I pointed out, trying to stay calm and amiable and even pleasant, that I had traveled with the can from Sydney to Brisbane only two days earlier, and the can hadn’t changed in that short period of time. In fact, I pointed out sagely, I had shaved twice and so presumably it was less dangerous than two days prior. The only thing that’s changed, apart from the contents of the can, I said, was you.  security guard at Sydney airport had declared the can fit and able to travel, and now you and your supervisor say it can’t. (They close ranks, you know, in situations like this, particularly in Brisbane). How come?

The security guard pointed to the can, to the sealing around the can’s midriff, and said with a Gotcha smirk: It’s corroded. It’s dangerous. 

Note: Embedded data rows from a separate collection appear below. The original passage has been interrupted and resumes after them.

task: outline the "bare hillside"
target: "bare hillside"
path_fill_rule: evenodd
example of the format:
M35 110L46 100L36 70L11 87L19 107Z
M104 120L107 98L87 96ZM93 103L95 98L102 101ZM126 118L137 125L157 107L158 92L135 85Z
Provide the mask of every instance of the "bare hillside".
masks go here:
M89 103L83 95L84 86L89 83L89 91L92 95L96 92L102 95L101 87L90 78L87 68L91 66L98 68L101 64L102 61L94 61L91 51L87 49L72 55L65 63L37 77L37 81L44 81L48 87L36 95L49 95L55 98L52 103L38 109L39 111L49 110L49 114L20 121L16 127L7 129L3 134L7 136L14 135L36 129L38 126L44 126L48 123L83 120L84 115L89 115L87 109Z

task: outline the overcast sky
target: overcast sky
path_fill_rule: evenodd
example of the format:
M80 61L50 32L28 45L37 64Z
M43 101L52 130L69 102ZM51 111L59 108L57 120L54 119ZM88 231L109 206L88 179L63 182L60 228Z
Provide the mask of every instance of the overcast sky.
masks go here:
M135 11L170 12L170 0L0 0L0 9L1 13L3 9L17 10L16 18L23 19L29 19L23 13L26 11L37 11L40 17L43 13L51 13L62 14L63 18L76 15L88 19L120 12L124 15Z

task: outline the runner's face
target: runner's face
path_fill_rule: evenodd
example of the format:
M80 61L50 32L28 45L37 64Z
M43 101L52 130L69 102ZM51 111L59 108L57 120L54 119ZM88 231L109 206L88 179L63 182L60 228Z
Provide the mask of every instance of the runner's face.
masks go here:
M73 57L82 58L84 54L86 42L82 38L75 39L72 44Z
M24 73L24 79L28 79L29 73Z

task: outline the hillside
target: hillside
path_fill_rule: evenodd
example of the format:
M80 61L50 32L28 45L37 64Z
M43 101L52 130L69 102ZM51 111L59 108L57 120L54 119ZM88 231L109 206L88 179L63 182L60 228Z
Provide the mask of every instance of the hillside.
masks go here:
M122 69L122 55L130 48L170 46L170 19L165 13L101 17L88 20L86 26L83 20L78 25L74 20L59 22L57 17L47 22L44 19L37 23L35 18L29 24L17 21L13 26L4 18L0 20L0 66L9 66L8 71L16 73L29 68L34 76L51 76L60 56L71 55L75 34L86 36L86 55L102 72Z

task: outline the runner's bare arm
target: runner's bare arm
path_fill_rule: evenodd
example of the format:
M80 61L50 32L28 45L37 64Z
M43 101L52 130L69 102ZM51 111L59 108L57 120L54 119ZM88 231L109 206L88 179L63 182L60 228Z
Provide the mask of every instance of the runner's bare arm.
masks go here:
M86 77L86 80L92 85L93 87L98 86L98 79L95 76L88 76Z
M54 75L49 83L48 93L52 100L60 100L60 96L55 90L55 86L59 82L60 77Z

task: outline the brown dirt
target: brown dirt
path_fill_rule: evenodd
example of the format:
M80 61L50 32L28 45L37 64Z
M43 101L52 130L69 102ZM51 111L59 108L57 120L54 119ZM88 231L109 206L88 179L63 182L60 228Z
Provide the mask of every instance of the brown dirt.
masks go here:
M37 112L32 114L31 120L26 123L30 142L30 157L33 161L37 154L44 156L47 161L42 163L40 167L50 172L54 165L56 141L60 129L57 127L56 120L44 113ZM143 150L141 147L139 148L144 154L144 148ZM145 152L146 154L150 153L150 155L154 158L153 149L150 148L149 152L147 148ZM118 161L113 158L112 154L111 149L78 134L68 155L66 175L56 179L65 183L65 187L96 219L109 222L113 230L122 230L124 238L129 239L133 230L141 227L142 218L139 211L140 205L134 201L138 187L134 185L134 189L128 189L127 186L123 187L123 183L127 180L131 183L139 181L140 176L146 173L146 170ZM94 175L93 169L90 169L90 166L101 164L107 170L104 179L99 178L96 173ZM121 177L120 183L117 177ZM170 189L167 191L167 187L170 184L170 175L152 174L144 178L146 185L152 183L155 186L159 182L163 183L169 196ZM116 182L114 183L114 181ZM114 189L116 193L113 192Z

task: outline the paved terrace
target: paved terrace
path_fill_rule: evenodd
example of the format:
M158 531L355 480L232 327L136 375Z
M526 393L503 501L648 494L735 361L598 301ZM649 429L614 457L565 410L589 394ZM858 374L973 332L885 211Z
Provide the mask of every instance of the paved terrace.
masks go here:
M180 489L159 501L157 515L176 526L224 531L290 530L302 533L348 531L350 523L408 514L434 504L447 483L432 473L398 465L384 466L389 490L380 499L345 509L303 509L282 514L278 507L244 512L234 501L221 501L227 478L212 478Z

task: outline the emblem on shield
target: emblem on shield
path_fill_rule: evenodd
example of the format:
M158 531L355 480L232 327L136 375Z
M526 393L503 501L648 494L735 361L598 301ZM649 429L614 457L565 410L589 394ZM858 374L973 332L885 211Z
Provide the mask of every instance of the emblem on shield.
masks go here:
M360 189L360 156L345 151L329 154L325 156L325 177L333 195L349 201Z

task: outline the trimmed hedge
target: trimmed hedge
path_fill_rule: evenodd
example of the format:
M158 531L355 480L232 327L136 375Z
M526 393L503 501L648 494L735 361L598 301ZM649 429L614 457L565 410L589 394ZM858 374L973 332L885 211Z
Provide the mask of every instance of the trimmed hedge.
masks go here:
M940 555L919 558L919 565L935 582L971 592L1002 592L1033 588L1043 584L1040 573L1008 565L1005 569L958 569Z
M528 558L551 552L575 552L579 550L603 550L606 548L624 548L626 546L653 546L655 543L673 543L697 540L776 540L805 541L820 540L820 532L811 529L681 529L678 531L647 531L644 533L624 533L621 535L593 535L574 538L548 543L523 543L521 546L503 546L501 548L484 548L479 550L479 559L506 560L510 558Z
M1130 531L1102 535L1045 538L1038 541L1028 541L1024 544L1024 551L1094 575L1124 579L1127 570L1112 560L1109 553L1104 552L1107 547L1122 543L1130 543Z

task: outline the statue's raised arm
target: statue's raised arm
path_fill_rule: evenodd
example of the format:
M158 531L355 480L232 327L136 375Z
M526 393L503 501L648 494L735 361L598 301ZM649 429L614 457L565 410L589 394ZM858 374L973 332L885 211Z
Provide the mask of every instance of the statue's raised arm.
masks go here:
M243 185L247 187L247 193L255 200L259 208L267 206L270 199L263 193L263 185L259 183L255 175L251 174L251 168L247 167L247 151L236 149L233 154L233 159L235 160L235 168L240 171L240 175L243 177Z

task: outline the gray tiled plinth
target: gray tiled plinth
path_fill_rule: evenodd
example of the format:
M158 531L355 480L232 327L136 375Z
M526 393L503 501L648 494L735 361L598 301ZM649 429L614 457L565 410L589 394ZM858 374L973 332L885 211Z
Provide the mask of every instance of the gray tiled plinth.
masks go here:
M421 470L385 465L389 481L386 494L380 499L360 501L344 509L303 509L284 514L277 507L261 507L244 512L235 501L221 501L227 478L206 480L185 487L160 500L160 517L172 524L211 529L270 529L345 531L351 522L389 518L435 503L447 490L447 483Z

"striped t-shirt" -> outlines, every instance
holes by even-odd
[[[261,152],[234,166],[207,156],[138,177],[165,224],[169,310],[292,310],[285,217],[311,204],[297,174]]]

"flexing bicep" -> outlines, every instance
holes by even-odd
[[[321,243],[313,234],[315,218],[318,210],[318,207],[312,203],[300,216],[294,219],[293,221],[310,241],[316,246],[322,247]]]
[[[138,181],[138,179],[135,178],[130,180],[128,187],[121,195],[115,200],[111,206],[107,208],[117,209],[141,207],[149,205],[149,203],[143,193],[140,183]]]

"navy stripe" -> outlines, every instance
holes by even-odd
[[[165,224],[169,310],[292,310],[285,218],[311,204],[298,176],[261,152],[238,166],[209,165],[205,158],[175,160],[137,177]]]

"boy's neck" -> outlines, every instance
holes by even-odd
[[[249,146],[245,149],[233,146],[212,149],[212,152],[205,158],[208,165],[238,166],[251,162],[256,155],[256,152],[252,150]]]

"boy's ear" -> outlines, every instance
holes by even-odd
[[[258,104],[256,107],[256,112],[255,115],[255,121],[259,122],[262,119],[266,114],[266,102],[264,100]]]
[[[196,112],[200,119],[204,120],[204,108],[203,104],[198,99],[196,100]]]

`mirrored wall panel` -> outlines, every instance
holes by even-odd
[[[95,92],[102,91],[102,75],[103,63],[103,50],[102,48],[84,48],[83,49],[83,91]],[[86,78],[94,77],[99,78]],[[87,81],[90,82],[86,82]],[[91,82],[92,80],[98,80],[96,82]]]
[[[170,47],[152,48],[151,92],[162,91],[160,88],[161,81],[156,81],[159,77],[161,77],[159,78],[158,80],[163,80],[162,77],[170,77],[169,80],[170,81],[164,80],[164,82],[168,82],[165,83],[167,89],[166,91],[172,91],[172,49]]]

If I was a dog at that moment I would have snarled.
If I was a cat I would have hissed.
If I was a cow I would have dumped a big smoking pat on his foot.

I was none of those. I was an aggrieved passenger trying to prevent separation from something that had suddenly and needlessly become quite precious to me. It might have been a lethal can of death and destruction to that guard, but to me it had become a point of honour, to  point out the inconsistency and idiocy of the situation.

Yes, ego had entered the equation.
And yes, another test failed.

Regardless, I pointed out that this alleged corrosion hadn’t just appeared in two days. It was there when it passed through security at Sydney airport. This was my Gotcha moment that went straight through to the keeper.

Now, you can tell by this lengthy exchange that I had arrived early for my flight and I had oodles of time to debate.

No, argue.
No, challenge.

The security guard pulled out his trump card. I’ve checked with my supervisor and that’s what he said.

Now, you have to understand, these cans of shaving cream cost $3.50. And that particular one was nearly empty. It’s not like I was arguing, nay, challenging, over the potential loss of something valuable.

What I saw as valuable was the principle. That moron #1 and slightly-more-highly-paid moron #2 were limiting my freedom. My freedom to be able to take my can of shaving cream, that I had by this stage bonded with – we’d become quite close – on a journey home.

But hey, I know when I can win a fight and I know when to walk away.

I walked away.

And as I walked away, I thought: Bill, you’ve just failed the test. You might think you’ve become a Highly Evolved Spiritual Being, but every now and then, you get tested to see how highly evolved you really are.

Obviously I’m still at the salamander stage.

And that’s why I have titled this, I failed the test #1. Because I’m sure there will be other tests too, which I’m sure to fail. And when I do, you’ll be the first to read about it here!